An enjoyable simple film. It dangled a number of plotlines, and then left most of them unresolved as the characters leaved the resort, but it didn't feel incomplete, as it fit the setting of a place people travel to away from home for short periods. They have some brief moments with new acquaintances, but then their real lives reassert themselves.
Yesterday I also started the "Discovery Tour" mode of Assassin's Creed Odysssey. Basically, it removes all the enemies and quests from the game and you run around taking tours and learning about locations and Ancient Greek history and myth. The various tours take you through guided paths to different monuments/locations and then at each one you get a little cut scene with narration about the location and then some text you can read for more information. It's a pretty cool idea. The developers did it for the previous game in the series, but I never got around to trying it.
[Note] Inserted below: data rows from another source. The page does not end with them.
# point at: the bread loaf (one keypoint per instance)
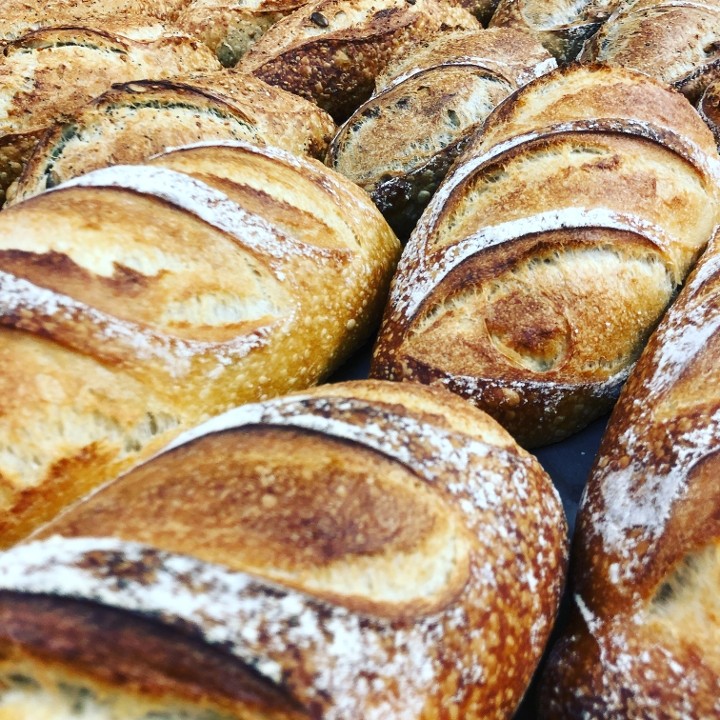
(129, 17)
(562, 26)
(646, 563)
(48, 73)
(133, 121)
(230, 28)
(675, 41)
(551, 250)
(363, 550)
(136, 301)
(399, 144)
(330, 51)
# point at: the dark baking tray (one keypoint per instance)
(568, 463)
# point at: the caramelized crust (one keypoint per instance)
(647, 548)
(548, 255)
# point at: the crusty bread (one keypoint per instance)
(48, 73)
(562, 26)
(643, 640)
(399, 144)
(129, 17)
(133, 121)
(330, 51)
(363, 550)
(708, 108)
(231, 27)
(551, 250)
(676, 41)
(138, 300)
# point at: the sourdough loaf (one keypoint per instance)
(138, 300)
(551, 250)
(646, 567)
(364, 550)
(562, 26)
(48, 73)
(133, 121)
(330, 51)
(399, 144)
(231, 27)
(677, 42)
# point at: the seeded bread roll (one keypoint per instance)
(675, 41)
(330, 51)
(138, 300)
(133, 121)
(552, 249)
(642, 642)
(363, 550)
(561, 26)
(47, 74)
(231, 27)
(399, 144)
(708, 108)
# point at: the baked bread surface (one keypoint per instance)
(165, 293)
(646, 563)
(364, 550)
(589, 195)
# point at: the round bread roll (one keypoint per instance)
(366, 550)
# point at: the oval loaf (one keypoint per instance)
(552, 249)
(643, 638)
(138, 300)
(365, 550)
(133, 121)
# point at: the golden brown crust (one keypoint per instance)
(330, 51)
(676, 42)
(554, 216)
(133, 121)
(160, 299)
(321, 497)
(646, 550)
(100, 646)
(47, 74)
(400, 143)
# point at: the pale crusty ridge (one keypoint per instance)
(550, 217)
(674, 41)
(167, 293)
(338, 653)
(399, 144)
(50, 72)
(133, 121)
(646, 562)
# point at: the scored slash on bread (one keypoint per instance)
(589, 194)
(165, 293)
(646, 565)
(330, 51)
(399, 144)
(49, 73)
(133, 121)
(366, 550)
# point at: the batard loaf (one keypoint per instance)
(330, 51)
(399, 144)
(646, 567)
(133, 121)
(551, 250)
(365, 550)
(48, 73)
(676, 42)
(138, 300)
(562, 26)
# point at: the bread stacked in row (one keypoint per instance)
(376, 550)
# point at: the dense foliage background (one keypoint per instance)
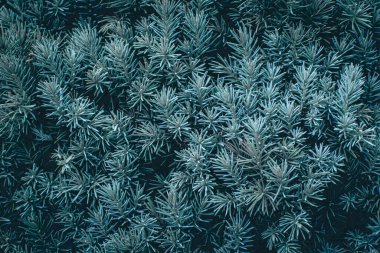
(190, 126)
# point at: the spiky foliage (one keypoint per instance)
(189, 126)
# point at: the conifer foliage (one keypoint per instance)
(190, 126)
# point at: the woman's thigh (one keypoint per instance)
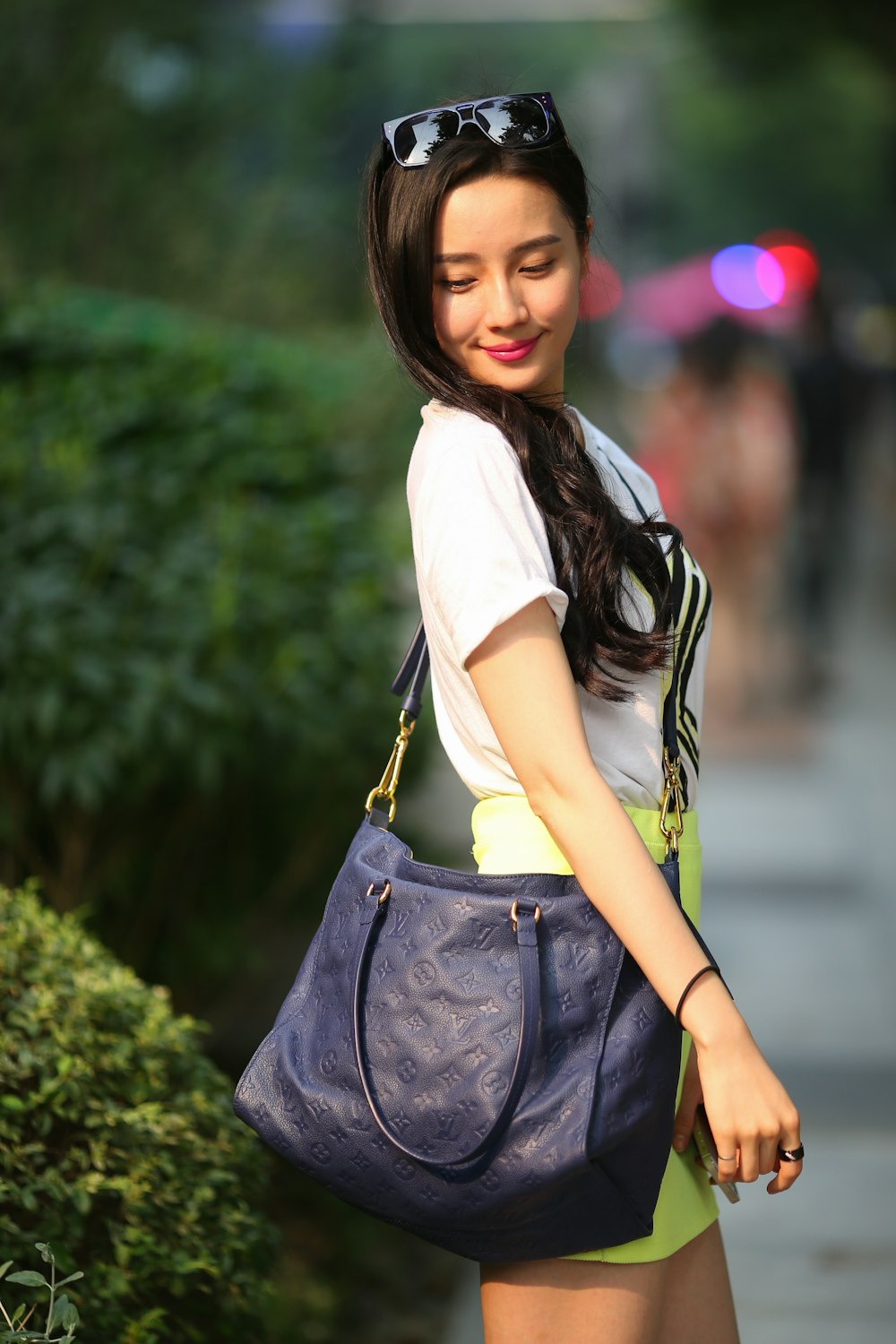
(681, 1300)
(697, 1306)
(557, 1301)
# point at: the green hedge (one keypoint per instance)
(199, 539)
(118, 1144)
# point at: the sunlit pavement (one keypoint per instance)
(799, 908)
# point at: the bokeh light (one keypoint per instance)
(798, 261)
(600, 290)
(747, 277)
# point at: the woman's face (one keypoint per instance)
(506, 271)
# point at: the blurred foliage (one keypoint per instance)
(199, 624)
(211, 153)
(766, 37)
(118, 1142)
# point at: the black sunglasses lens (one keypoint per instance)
(513, 121)
(418, 137)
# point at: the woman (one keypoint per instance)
(549, 616)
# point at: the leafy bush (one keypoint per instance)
(196, 629)
(117, 1142)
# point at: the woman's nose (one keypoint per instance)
(506, 306)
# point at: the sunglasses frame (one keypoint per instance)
(466, 112)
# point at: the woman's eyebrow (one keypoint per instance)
(452, 258)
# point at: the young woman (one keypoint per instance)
(546, 590)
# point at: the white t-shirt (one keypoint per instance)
(481, 554)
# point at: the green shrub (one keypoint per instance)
(118, 1144)
(198, 626)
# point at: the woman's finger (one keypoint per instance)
(786, 1169)
(727, 1158)
(769, 1156)
(748, 1160)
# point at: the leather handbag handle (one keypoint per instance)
(527, 941)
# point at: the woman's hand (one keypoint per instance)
(748, 1109)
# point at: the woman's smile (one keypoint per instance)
(516, 349)
(506, 271)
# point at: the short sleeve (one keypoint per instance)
(479, 543)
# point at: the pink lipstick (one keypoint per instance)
(512, 351)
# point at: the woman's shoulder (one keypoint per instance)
(454, 444)
(619, 472)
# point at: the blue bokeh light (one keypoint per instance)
(747, 277)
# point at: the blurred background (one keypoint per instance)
(206, 556)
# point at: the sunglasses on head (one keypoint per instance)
(520, 118)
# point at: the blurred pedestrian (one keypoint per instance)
(719, 438)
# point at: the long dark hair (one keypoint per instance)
(592, 543)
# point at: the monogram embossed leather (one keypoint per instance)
(578, 1161)
(506, 1093)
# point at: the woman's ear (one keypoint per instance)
(584, 239)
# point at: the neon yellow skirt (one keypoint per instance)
(509, 838)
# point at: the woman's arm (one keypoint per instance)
(521, 675)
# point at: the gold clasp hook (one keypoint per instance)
(389, 782)
(672, 797)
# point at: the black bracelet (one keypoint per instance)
(689, 986)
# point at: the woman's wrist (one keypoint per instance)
(710, 1015)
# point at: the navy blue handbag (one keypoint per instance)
(474, 1058)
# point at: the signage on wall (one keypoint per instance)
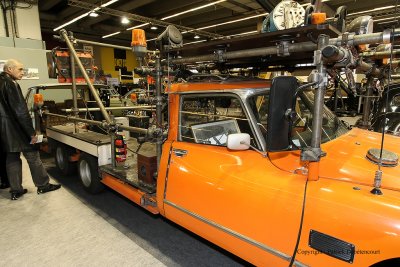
(88, 49)
(29, 73)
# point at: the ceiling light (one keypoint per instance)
(371, 10)
(111, 34)
(124, 20)
(71, 21)
(195, 42)
(243, 33)
(193, 9)
(84, 15)
(109, 3)
(228, 22)
(137, 26)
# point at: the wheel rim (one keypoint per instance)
(84, 171)
(60, 158)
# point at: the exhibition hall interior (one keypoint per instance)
(199, 133)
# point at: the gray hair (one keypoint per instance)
(10, 63)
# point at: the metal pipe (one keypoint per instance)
(99, 123)
(296, 47)
(323, 40)
(74, 92)
(367, 104)
(90, 85)
(69, 110)
(158, 108)
(380, 55)
(3, 8)
(103, 44)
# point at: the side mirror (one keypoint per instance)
(280, 108)
(239, 141)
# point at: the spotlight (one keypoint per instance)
(124, 20)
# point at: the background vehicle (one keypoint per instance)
(391, 96)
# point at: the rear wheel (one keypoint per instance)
(88, 170)
(62, 155)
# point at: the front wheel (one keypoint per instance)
(88, 170)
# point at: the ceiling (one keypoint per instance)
(54, 13)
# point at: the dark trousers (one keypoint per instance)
(3, 171)
(14, 169)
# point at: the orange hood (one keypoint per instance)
(346, 159)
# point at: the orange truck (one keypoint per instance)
(232, 170)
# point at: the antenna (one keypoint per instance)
(378, 174)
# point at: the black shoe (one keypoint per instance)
(16, 195)
(4, 185)
(47, 188)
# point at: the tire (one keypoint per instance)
(88, 171)
(62, 154)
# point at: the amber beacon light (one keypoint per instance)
(139, 45)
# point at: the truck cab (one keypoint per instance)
(260, 205)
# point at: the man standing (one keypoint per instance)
(18, 135)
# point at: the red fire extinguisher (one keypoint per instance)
(120, 148)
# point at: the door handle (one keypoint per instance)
(180, 152)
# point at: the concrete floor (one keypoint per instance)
(70, 227)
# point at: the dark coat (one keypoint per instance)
(15, 121)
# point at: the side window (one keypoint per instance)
(209, 119)
(396, 100)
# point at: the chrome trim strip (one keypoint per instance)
(236, 234)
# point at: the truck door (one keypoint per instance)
(236, 199)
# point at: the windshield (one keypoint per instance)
(301, 133)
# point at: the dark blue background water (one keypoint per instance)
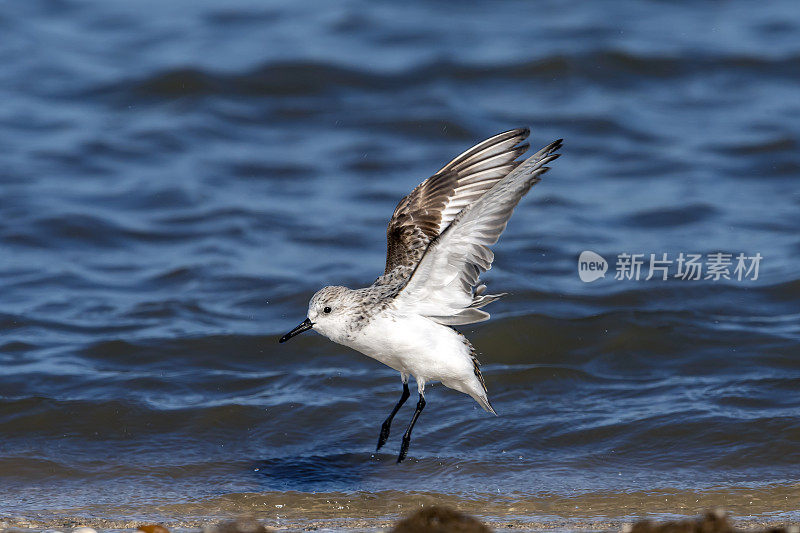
(177, 179)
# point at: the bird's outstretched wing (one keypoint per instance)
(445, 285)
(431, 207)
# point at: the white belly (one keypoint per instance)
(417, 346)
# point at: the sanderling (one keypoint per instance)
(438, 245)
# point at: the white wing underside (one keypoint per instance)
(445, 285)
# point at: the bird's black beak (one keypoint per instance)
(305, 325)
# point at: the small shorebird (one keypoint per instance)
(438, 245)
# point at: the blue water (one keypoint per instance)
(178, 178)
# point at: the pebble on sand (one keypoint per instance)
(153, 528)
(240, 525)
(439, 519)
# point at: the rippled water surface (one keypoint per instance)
(178, 178)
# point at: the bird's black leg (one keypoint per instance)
(387, 424)
(407, 436)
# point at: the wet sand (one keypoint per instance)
(748, 508)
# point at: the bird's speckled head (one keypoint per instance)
(332, 310)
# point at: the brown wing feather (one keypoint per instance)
(433, 204)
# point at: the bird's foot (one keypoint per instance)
(384, 436)
(404, 449)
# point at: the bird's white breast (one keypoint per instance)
(413, 344)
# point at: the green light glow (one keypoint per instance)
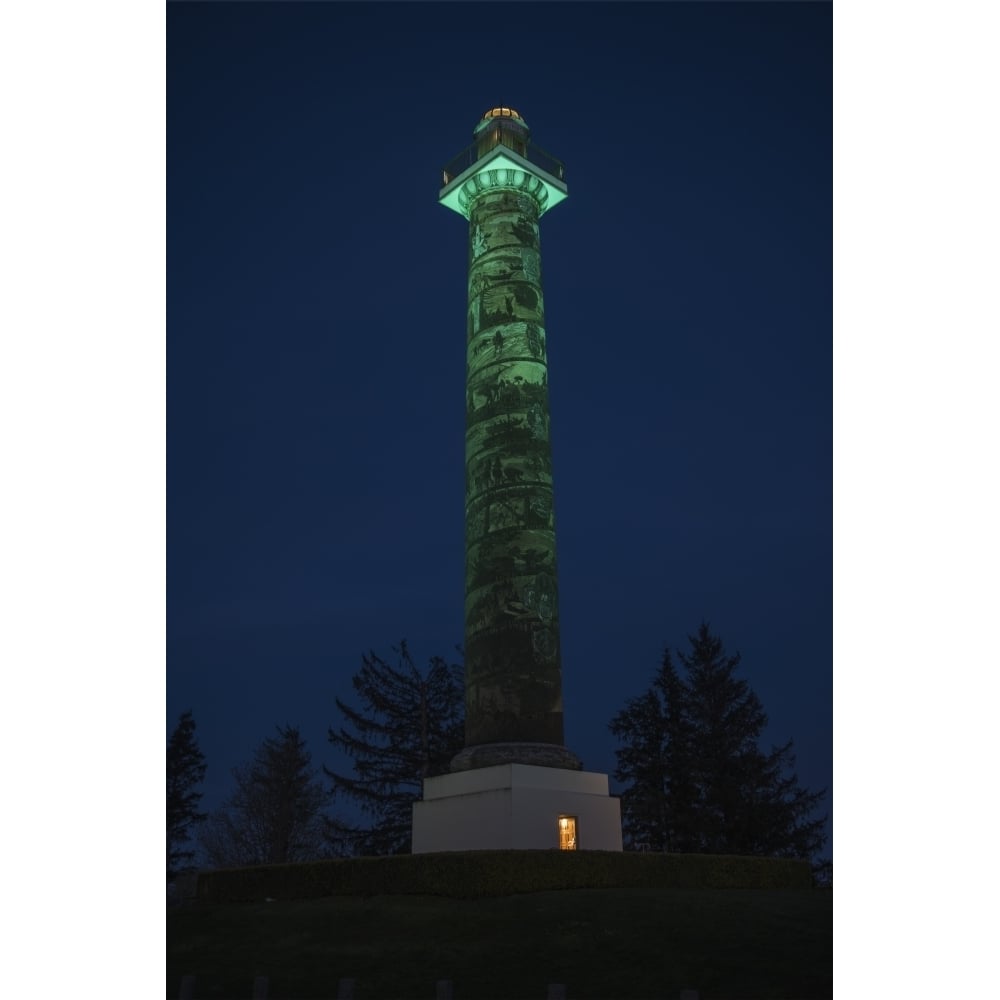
(502, 168)
(513, 667)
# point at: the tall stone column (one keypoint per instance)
(513, 670)
(515, 785)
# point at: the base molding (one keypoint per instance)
(534, 754)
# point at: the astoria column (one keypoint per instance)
(502, 184)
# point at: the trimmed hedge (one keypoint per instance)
(474, 874)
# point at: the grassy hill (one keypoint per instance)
(603, 944)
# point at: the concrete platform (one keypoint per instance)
(516, 806)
That also reminds me I never finished writing about Code Vein. I finished the game last week at some point. Based on what I'm seeing online I got the "medium" ending, mostly because early on there was an aspect I didn't totally understand and thus didn't do 1 thing I was supposed to to get the "good" ending. The ending was actually rather underwhelming, and after all the build-up of NPC stories via interactive memoirs, it feels like I never got any story for my actual character. Maybe I missed something, but I don't think I ever discovered what made my character have these special abilities.
Overall, I enjoyed the game. It was a really successful variation on the Dark Souls style in a way that was tons more enjoyable for the simple fact that I did not struggle with every single boss, and actually did get to the end without just wanting to quit (I never did finish Dark Souls 3).